Photoactive TiO(2) can be used to mediate a variety of disinfection processes. It was postulated that TiO(2) particles could be directed to specific targets of interest using biotin/streptavidin linkages. Biotinylated TiO(2) nanoparticles (anatase) were obtained by treating TiO(2) nanoparticles with 3-aminopropyltriethoxysilane (APTS) in anhydrous DMSO, followed by reaction with N-hydroxysuccinimidobiotin. 29Si CP-MAS NMR, 13C CP-MAS NMR, and FTIR spectra showed that biotin was covalently bound to the TiO(2) surface. Transmission electron microscopy (TEM) demonstrated that prolonging the silanization reaction times led to increasingly thick silsesquioxane coating layers of up to approximately 10 nm.
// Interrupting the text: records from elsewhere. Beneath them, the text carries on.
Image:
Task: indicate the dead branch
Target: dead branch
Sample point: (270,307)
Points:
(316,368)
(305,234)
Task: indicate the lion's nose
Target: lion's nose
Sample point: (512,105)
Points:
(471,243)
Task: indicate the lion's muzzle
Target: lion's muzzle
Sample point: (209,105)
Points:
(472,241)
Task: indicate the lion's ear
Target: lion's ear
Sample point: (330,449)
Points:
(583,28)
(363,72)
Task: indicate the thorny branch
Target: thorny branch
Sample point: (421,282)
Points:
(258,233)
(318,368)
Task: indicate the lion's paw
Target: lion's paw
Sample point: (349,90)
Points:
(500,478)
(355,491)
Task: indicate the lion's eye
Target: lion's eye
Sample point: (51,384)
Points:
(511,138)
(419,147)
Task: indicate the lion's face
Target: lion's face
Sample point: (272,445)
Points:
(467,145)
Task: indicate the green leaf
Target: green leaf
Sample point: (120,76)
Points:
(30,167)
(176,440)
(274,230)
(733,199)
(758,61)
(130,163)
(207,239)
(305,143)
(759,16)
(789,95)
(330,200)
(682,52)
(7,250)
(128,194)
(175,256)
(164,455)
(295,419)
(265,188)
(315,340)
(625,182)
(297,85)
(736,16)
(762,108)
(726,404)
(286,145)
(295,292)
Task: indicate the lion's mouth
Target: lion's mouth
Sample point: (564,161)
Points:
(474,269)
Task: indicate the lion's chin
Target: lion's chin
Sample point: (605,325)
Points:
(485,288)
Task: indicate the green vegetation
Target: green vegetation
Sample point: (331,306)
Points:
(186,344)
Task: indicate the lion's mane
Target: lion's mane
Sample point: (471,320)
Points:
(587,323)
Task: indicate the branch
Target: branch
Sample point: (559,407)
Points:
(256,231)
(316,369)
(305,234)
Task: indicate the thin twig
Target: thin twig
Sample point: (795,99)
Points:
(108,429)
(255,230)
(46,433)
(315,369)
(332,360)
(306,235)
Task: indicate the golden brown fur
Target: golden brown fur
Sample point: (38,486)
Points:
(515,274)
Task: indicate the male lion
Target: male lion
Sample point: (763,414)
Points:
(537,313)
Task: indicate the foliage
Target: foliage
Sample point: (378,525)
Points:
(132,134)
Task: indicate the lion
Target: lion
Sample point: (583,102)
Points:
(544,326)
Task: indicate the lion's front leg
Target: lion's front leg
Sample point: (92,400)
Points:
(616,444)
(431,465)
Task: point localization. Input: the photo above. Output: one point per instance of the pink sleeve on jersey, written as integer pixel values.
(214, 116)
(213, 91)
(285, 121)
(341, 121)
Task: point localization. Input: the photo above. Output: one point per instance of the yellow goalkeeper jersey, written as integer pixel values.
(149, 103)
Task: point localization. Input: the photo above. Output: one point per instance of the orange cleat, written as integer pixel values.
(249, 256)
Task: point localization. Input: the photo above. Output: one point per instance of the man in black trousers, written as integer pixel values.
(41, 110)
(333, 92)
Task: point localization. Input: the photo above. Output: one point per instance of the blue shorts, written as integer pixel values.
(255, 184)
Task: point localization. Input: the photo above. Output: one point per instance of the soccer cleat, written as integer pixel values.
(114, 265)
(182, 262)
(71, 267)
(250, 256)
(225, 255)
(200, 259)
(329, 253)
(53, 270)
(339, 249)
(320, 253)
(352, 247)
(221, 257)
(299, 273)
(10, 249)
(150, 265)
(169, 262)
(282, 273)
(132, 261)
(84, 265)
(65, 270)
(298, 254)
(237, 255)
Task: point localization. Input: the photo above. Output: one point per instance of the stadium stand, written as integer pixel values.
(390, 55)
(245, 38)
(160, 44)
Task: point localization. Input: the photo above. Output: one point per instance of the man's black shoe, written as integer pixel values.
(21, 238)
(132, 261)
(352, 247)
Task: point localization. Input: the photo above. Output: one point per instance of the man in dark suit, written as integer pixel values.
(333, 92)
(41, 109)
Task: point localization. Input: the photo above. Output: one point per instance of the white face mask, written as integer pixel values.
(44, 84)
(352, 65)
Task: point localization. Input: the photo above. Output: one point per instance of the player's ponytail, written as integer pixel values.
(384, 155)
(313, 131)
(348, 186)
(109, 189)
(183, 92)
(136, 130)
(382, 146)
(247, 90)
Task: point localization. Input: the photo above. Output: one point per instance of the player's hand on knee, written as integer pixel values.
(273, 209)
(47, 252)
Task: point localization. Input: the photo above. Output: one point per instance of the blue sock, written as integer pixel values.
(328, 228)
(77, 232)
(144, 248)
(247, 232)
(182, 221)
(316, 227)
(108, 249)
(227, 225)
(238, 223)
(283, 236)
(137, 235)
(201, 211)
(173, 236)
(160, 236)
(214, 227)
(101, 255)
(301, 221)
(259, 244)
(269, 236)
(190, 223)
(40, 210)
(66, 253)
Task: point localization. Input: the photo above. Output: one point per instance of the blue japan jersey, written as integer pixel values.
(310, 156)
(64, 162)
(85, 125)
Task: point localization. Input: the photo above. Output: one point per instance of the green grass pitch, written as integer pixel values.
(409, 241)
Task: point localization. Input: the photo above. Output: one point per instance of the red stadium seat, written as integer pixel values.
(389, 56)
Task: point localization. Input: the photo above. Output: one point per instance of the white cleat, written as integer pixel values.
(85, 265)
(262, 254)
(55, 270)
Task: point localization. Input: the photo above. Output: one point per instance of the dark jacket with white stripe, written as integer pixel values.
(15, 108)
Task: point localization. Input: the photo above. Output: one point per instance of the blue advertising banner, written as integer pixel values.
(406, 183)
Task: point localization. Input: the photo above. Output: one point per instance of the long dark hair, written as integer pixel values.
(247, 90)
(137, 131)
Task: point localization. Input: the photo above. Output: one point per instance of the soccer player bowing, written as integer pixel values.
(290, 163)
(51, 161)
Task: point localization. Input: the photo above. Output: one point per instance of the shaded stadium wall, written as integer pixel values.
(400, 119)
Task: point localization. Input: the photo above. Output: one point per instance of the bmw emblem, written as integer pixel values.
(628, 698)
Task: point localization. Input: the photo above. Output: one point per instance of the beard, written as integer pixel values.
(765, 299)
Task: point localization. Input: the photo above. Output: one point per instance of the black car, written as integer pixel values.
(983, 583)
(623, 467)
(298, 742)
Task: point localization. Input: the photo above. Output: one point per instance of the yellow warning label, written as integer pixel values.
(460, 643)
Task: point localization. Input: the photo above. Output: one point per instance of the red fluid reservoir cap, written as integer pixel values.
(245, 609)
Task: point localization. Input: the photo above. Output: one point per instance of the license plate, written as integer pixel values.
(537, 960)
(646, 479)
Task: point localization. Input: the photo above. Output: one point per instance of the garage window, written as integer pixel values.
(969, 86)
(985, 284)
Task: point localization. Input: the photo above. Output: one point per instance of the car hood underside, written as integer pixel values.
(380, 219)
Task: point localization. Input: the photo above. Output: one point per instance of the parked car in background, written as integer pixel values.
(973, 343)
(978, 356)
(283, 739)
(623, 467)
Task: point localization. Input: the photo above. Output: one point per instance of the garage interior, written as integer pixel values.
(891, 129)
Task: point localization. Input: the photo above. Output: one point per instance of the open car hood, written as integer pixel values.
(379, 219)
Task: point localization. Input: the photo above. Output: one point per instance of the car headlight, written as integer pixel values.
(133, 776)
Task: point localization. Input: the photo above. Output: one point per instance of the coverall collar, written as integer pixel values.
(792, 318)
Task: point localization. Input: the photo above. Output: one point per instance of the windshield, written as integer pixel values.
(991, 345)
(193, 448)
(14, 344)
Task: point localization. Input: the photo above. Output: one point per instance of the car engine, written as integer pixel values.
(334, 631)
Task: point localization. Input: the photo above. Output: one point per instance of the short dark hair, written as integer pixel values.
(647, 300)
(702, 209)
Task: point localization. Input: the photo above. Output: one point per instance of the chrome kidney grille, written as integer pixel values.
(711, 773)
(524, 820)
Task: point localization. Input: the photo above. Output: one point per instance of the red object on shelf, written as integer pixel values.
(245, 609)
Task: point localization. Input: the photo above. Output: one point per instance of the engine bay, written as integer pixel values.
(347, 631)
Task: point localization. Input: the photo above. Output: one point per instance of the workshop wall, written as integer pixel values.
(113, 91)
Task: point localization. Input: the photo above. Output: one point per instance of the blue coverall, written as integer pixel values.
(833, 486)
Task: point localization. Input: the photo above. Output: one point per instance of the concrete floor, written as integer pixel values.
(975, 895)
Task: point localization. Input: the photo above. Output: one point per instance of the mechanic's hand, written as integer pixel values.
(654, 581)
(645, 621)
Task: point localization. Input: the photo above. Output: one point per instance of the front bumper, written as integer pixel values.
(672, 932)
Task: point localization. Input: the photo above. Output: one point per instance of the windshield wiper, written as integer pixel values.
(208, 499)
The specific surface area (SSA) of the TiO2 particles decreased from 16 m(2) g(-1) before treatment to 9.1 m(2) g(-1) after aminosilanization and to 8.4 m(2) g(-)1 after biotinylation, as measured by nitrogen adsorption. Amino surfaces modified for 4, 16, and 26 h had total amino group densities ranging from 2.9 to 26 to 66 nm(-2), respectively, whereas accessible surface amino group densities ranged from 2.7 to 10 to 17 nm(-2) as shown from nitrogen adsorption, polyelectrolyte titration, conductometric titration, and biotin assays. Not all the amino groups were accessible for biotinylation: the densities of active biotin were found to be 2.1, 7.0, and 11.5 nm(-2). The ability of the attached biotin to bind to streptavidin was demonstrated by confocal microscopy with the use of fluorescently labeled streptavidin-FITC. Although streptavidin was readily able to bind to biotinylated TiO(2) particles, it did not act as a strong flocculating agent for the biotinylated TiO2 particles. The implications of these observations, with respect to particle accessibility to tethered streptavidin, are discussed.